Why would a university not be a source of expertise in the analysis of digital businesses?
I read “A Tale of Two Brands: yahoo’s Mistakes vs Google’s Mastery.” The write up is clear and marches through the analysis like General Sherman on his way to Atlanta. Like General Sherman, the march was not exactly what it seemed.
I learned that Google is just a lot better than Yahoo. No disagreement from me. Yahoo’s former chief technology officer complained that I did not have enough appreciation for the work flowing from Yahoo’s research and development units. He was right. I didn’t. I don’t hear from that Yahooligan since he got a job at Google. There is apparently no need to be defensive when one is a Googler.
The write up points out these flaws in Yahoo’s management which look really awful when compared to the wonderfulness of Google’s management:
- Google operates with clarity; Yahoo has an identity crisis
- Google anticipates; Yahoo reacts
- Google has substance; Yahoo is a fashion week poster child.
The problem is that the write up misses one probably irrelevant fact about the Google and its performance.
When Google did not have a revenue business model, the Googlers looked around for a way to make money from search. The answer it found was online advertising. Prior to the IPO, the Googlers settled Yahoo’s patent suit. Yahoo took the money and found itself struggling to serve ads from its ageing infrastructure. The Google had a brand new, nifty infrastructure courtesy of some of the hires from AltaVista’s outfit.
Google’s system served ads more effectively. With more traffic, the Google ad system became a money trickle and then a money gusher.
Poor Yahoo watched as its methods were put to good use on a more efficient ad serving system. End of Yahoo. The company almost immediately began its death march to irrelevancy.
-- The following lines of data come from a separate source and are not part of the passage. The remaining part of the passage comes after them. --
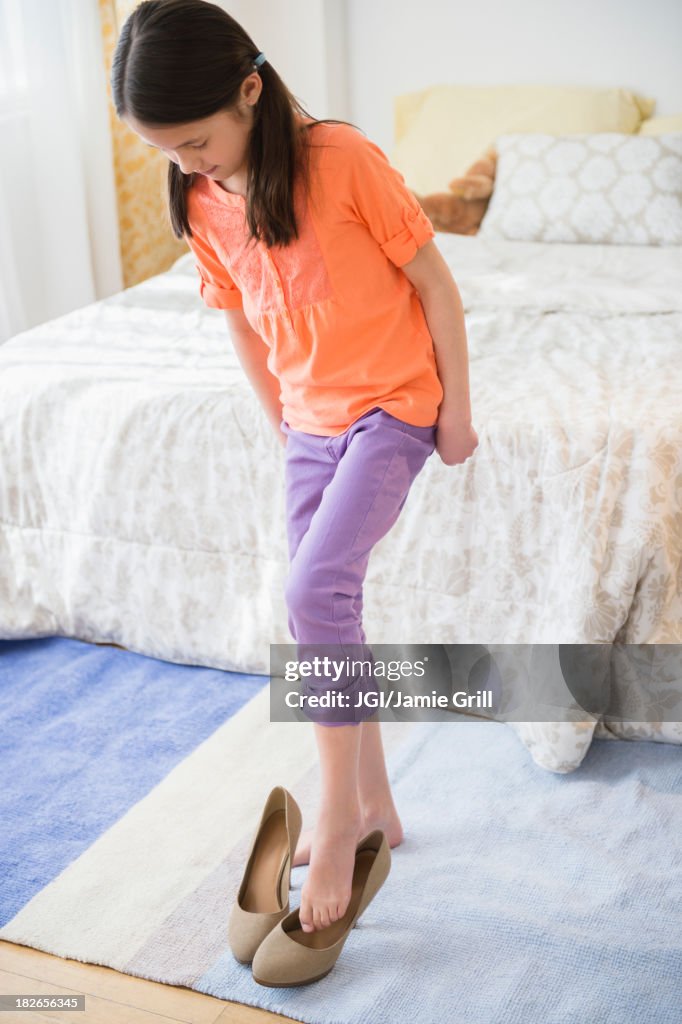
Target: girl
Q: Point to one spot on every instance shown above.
(350, 329)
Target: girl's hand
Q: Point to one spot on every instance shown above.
(456, 439)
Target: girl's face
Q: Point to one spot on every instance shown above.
(216, 145)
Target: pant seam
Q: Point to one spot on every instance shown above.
(348, 559)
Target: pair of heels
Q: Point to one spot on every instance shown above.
(263, 932)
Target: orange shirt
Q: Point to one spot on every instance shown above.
(345, 328)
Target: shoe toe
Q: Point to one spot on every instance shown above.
(280, 961)
(247, 931)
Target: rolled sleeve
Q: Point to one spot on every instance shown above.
(215, 284)
(382, 201)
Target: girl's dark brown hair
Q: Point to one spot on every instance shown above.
(181, 60)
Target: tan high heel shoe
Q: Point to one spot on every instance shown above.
(289, 956)
(262, 899)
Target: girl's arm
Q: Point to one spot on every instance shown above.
(444, 314)
(252, 353)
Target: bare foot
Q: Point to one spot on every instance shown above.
(326, 892)
(388, 820)
(385, 818)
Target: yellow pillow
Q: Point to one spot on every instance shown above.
(441, 130)
(659, 126)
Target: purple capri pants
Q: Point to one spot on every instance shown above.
(343, 494)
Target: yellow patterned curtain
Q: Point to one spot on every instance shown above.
(147, 244)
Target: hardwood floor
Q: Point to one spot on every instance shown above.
(111, 997)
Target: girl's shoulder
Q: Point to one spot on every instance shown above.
(337, 147)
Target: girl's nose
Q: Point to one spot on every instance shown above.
(186, 164)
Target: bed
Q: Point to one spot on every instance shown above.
(141, 488)
(141, 500)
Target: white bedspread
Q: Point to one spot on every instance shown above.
(141, 489)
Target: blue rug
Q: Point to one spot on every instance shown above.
(85, 731)
(518, 896)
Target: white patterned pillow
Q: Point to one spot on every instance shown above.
(600, 187)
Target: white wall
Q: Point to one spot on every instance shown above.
(347, 58)
(400, 46)
(305, 41)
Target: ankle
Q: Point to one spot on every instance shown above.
(339, 820)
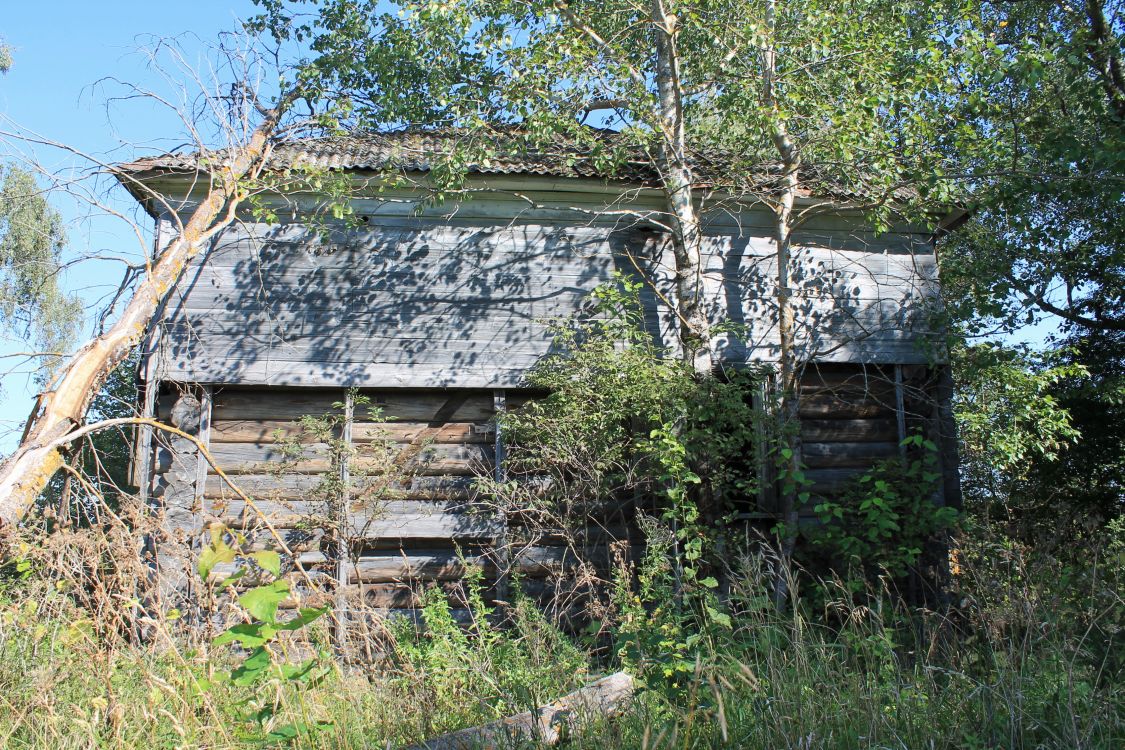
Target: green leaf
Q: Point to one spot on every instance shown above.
(304, 616)
(262, 602)
(250, 635)
(252, 668)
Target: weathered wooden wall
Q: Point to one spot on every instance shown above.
(394, 509)
(464, 300)
(410, 516)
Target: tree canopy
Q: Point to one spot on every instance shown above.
(32, 240)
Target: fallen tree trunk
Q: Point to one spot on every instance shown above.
(62, 408)
(546, 725)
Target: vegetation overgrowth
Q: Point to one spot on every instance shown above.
(1025, 660)
(1024, 652)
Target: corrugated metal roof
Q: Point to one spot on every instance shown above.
(606, 156)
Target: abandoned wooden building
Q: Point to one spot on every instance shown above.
(414, 322)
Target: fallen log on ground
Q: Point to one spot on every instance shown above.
(546, 725)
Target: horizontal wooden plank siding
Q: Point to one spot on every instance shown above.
(425, 303)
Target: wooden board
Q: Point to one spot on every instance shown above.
(432, 304)
(824, 455)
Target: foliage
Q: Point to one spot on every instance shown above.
(100, 462)
(857, 78)
(882, 522)
(1041, 125)
(260, 634)
(480, 670)
(1042, 448)
(32, 238)
(1028, 659)
(623, 417)
(1041, 436)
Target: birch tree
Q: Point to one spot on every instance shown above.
(842, 100)
(233, 126)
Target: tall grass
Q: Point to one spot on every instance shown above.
(1029, 657)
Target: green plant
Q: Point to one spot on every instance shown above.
(627, 423)
(884, 518)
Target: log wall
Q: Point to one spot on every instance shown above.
(377, 499)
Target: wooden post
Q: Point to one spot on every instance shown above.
(900, 413)
(500, 544)
(343, 547)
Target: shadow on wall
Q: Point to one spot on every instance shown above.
(435, 305)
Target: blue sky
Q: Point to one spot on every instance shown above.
(62, 50)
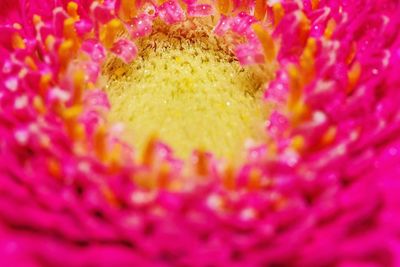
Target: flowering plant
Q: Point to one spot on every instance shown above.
(321, 190)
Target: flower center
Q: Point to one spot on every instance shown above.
(187, 88)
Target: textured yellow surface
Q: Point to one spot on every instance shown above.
(187, 88)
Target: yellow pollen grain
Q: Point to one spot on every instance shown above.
(187, 88)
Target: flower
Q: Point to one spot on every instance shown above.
(321, 190)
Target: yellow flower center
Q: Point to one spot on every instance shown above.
(187, 88)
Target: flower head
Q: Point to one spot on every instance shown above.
(319, 188)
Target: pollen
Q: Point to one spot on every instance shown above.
(187, 88)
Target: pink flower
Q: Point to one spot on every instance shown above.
(322, 191)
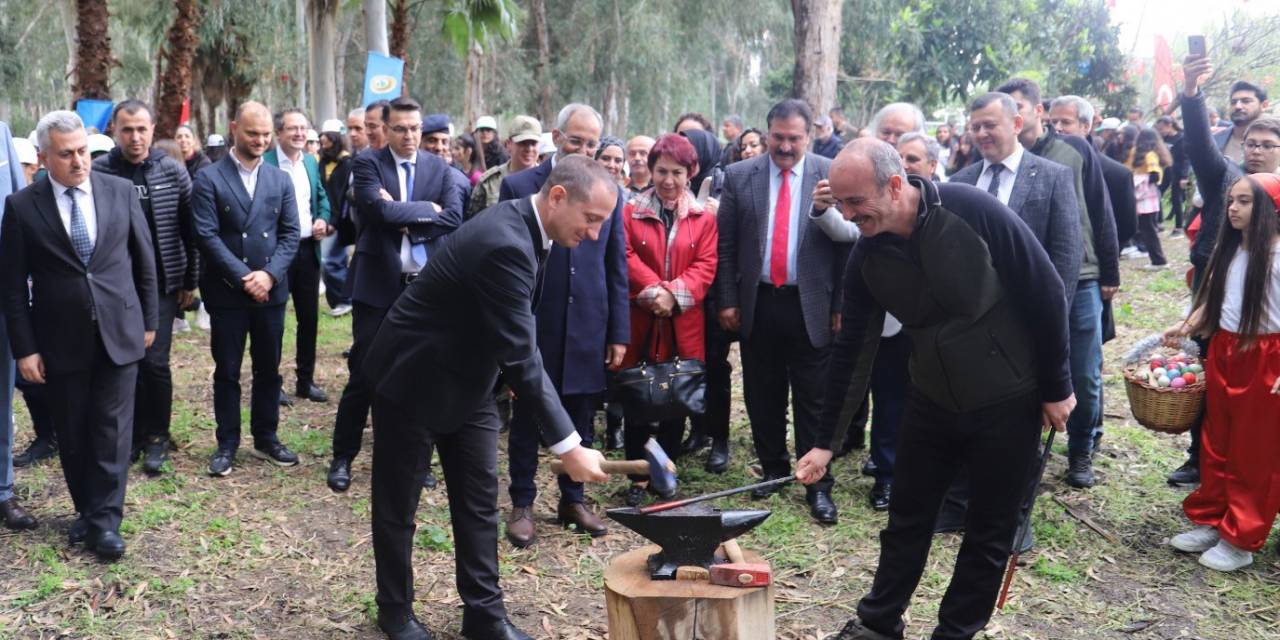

Google’s virtues are easy to see if one overlooks the one tiny fact of Google’s me-too approach to revenue. Clever seemed to be more effective than “management”, but that’s just my opinion.
The university analysis is okay, just not in line with the key event which made Google the one trick pony it is today. More significantly, that trick was someone else’s innovation via the Overture.com (GoTo.com) method.
Refresh your memory is this okay write up from 2004: “Google Settles Yahoo Patent Suit in Anticipation of IPO.”
In this context, the academic write up strikes me as baloney.